When I was working in the V&A in the ’80s, I decided
to do a little rascally disruption. For an exhibition called Art and Industry I borrowed a superb and aerodynamic 1949 Saab 92 from the factory in Trollhättan. This was to demonstrate the unlikely influence a science-fiction illustrator called Sixten Sason had upon Swedish manufacturing, the better to make my point about the art that contributed to everyday things. Sason, incidentally, also designed the body of the Hasselblad camera.
Visitors were fascinated by the exquisite Saab, but the museum staff ’s old guard were outraged. One ridiculous old buffer, a ceramics curator who pronounced the word with a hard ‘c’, barged into my office, hit my blindingly white Italian modernist desk and told me with great distaste, ‘You have traduced a great museum!’ So it is interesting that later this year the V&A is, at last, to give us an exhibition on car design. Cars: Accelerating The Modern World opens on 23 November.
But, on looking at the advance publicity, I am not sure what’s going on. None of Europe’s great experts on car design were consulted. And far from elevating the automobile to the status of art, the V&A seems intent on a trivialised car boot sale.
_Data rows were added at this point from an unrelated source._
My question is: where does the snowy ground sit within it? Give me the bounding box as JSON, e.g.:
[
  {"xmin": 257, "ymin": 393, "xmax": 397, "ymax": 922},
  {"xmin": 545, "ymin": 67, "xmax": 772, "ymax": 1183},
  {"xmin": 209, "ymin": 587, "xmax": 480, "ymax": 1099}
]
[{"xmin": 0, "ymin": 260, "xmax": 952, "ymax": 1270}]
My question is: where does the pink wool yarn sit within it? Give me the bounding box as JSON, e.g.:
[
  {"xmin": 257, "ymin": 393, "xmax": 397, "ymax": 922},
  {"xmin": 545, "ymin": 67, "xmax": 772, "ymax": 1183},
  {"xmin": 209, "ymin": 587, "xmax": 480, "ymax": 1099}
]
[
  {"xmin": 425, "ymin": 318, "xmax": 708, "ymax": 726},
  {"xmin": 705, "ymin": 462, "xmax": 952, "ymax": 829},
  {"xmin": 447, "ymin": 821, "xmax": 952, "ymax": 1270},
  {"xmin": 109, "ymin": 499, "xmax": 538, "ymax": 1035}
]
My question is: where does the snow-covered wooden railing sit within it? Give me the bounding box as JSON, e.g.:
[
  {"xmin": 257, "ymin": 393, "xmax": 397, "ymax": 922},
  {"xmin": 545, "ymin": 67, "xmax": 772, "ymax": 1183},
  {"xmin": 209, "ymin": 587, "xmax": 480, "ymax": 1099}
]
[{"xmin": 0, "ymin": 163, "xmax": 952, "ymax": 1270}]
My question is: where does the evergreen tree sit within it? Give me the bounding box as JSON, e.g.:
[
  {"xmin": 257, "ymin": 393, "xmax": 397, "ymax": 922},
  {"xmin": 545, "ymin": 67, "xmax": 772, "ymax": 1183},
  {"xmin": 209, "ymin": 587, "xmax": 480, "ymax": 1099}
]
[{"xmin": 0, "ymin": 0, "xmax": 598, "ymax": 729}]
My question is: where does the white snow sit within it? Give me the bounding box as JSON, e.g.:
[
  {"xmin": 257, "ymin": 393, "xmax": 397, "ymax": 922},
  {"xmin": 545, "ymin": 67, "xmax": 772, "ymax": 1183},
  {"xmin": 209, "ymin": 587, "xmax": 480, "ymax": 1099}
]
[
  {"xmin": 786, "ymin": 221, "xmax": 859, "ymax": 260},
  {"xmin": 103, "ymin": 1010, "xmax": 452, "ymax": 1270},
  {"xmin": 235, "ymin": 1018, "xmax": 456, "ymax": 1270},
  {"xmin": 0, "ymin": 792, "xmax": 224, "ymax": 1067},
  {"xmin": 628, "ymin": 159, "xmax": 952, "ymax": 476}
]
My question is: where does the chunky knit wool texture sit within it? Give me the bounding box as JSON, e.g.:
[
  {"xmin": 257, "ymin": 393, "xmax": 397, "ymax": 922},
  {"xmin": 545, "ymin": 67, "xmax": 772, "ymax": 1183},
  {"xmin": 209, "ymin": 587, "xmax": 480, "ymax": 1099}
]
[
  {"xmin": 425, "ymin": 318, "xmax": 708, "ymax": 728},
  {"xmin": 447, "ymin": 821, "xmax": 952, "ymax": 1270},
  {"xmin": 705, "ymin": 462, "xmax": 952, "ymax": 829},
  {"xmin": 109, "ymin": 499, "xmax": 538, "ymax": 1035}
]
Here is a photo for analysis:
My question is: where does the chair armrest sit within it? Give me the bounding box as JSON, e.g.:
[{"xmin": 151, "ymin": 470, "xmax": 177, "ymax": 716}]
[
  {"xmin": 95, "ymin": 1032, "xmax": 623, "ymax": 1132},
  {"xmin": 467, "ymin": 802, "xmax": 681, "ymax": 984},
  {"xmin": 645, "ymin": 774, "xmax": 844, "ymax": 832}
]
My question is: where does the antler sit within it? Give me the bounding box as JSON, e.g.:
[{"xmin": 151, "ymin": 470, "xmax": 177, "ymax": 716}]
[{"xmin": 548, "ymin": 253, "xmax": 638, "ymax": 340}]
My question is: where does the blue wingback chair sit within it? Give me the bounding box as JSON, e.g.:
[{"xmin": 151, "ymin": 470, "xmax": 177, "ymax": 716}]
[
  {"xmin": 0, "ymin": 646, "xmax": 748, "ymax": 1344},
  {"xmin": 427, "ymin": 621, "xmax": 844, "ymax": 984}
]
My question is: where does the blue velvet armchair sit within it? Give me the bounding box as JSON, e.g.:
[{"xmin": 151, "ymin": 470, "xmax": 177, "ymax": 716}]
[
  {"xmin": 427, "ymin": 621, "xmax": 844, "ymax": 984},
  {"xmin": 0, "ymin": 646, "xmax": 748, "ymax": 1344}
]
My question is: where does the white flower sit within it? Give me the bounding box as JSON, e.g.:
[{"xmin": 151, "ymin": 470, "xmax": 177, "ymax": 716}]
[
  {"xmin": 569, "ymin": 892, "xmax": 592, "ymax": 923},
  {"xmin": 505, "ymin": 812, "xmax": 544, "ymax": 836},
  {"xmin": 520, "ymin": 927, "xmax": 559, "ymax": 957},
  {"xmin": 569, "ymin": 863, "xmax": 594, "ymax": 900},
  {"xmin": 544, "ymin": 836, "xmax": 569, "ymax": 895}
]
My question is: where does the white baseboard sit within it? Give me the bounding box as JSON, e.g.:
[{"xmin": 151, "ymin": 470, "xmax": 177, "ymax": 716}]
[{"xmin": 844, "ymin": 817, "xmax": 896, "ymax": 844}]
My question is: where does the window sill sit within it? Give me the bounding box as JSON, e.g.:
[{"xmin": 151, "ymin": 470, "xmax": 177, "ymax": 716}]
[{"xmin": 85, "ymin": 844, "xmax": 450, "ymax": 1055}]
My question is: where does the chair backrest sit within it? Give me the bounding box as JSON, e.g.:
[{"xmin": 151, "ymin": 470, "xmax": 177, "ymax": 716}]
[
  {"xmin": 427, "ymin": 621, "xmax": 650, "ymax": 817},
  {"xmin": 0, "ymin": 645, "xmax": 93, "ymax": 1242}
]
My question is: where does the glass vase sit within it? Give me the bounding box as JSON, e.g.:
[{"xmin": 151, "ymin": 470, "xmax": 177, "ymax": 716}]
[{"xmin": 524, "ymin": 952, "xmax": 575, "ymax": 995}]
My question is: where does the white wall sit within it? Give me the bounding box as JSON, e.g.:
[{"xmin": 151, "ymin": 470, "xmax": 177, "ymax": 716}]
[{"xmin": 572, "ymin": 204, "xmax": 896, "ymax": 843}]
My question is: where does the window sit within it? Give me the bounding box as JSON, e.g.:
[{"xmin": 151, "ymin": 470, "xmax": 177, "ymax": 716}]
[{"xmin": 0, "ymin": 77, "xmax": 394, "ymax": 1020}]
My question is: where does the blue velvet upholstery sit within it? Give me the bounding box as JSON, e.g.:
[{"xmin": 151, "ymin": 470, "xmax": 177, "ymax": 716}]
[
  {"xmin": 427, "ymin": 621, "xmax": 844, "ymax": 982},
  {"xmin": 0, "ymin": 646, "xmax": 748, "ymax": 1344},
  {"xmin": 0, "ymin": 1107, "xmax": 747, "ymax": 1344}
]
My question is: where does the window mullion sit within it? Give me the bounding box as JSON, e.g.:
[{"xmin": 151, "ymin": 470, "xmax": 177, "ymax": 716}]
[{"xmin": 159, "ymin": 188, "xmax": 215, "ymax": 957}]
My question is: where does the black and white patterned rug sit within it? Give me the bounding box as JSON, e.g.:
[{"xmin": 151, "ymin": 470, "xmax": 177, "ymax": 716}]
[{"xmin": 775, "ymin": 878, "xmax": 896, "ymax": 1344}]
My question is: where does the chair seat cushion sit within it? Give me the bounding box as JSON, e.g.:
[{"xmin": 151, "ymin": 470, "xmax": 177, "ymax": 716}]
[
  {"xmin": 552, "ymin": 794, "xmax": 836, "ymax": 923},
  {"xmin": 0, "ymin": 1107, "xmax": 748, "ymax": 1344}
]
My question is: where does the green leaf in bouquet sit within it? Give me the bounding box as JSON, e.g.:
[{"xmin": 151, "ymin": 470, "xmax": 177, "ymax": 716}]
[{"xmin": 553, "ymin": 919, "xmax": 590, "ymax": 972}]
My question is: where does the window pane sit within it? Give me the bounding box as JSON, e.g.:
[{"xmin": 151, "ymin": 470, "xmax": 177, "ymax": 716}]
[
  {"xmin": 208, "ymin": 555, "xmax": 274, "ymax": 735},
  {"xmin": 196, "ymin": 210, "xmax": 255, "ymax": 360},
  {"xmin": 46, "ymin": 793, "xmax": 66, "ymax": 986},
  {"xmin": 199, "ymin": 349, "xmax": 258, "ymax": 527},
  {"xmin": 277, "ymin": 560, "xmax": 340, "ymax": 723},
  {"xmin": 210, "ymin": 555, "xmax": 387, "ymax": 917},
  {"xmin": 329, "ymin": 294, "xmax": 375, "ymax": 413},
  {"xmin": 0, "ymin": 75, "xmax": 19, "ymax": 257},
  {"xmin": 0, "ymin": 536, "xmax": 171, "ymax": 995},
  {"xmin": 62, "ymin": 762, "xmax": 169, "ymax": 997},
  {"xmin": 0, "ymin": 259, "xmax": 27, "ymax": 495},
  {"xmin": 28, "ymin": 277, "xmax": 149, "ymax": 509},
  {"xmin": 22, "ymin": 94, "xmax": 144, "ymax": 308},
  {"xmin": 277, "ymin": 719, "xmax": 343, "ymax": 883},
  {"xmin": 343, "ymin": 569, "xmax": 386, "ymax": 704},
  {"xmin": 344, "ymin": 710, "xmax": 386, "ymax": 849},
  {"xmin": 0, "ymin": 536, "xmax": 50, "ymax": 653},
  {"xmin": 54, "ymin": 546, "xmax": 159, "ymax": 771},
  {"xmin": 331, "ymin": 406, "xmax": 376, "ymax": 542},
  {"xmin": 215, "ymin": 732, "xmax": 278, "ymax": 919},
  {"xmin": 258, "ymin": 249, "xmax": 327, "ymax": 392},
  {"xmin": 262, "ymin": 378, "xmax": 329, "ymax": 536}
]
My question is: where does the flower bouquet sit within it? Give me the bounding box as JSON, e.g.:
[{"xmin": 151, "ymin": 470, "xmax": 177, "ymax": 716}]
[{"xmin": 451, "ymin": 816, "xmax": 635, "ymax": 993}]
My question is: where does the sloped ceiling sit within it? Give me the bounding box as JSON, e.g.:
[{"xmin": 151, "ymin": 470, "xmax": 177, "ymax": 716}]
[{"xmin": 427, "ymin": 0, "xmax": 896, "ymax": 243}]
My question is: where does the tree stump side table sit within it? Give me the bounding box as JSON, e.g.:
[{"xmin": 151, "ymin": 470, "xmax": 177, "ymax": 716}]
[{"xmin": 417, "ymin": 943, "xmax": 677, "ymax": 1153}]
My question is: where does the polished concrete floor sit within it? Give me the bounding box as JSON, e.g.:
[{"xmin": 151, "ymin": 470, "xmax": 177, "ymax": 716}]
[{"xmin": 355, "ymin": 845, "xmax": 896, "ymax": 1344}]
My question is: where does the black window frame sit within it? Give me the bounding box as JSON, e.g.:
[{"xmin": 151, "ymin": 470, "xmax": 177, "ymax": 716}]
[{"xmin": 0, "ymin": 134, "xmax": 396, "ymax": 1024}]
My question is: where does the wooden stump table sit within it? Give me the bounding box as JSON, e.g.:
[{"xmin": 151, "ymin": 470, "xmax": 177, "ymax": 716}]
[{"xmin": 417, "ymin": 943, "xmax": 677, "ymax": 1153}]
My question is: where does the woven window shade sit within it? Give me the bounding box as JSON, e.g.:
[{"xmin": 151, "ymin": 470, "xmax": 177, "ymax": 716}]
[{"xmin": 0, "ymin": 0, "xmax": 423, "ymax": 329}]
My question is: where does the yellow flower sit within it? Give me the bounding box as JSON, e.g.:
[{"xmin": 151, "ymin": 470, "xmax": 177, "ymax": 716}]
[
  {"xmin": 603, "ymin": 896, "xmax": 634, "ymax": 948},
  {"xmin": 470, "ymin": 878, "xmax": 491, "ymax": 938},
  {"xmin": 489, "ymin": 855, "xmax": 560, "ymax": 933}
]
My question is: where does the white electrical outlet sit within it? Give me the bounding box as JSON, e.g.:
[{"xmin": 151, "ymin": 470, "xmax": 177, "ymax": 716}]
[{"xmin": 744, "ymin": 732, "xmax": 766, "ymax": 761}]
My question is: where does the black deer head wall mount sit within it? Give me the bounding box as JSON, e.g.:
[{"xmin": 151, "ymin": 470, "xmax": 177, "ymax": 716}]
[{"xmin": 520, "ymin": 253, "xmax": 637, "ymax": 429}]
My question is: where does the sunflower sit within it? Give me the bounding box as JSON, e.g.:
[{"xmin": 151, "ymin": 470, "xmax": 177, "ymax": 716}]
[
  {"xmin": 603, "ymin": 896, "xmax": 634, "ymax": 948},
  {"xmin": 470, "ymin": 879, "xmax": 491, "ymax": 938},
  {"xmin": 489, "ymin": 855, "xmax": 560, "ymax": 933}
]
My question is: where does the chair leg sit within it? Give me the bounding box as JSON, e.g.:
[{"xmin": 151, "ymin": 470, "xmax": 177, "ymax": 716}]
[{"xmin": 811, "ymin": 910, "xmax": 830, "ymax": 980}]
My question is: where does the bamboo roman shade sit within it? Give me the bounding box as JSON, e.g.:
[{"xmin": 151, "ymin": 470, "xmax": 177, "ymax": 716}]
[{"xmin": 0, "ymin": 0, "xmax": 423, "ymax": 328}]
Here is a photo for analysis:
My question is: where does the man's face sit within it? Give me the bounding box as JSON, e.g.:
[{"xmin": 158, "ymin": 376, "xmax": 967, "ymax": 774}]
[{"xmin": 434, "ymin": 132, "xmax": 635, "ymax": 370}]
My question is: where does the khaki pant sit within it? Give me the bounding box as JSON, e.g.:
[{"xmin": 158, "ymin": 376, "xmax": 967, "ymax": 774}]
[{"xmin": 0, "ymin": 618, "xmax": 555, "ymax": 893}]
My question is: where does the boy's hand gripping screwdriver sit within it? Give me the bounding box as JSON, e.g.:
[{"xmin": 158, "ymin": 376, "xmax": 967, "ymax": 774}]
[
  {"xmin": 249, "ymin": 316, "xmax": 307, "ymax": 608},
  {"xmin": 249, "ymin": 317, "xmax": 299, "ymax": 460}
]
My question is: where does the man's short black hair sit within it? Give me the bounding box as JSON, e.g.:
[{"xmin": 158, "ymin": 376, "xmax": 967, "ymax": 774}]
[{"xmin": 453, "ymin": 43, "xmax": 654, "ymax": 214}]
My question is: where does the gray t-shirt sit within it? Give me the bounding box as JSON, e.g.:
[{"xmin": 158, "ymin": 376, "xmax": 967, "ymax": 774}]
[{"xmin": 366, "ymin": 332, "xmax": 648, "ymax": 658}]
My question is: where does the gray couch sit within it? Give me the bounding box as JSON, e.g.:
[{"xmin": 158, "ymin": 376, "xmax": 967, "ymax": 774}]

The contents seem arbitrary, anecdotal: a flapper’s cloche hat from the ’20s, an Art Deco bonnet mascot by René Lalique and a photograph of ‘booming lithium fields in Chile’, feeding electron-hungry Teslas. And, in deference to the sponsor, an ABS control unit by Bosch. If you want curios, why not the Art Deco scarf that throttled Isadora Duncan as she rode in an Amilcar along the Promenade des Anglais? Why not Rod Stewart’s key-ring from the Lamborghini he kept in Totteridge?
A Hispano-Suiza H6B is a very fine thing, but more the result of old craft processes than modern industrial design. And why compare it to a Messerschmitt KR200? It’s like comparing Raphael to Jeff Koons. Moreover, the V&A has lost its fact-checkers. Someone thinks Ledwinka’s Tatras were made not in Moravia but in the Czech Republic, which came into existence only in 1993.
So the great mystery of car design remains unexamined by the world’s greatest design museum, perhaps because it is difficult to understand. How did this primary product from the second age of industrialisation stimulate the creation of the most beautiful machines ever made? The V&A cannot tell us, but one day someone will.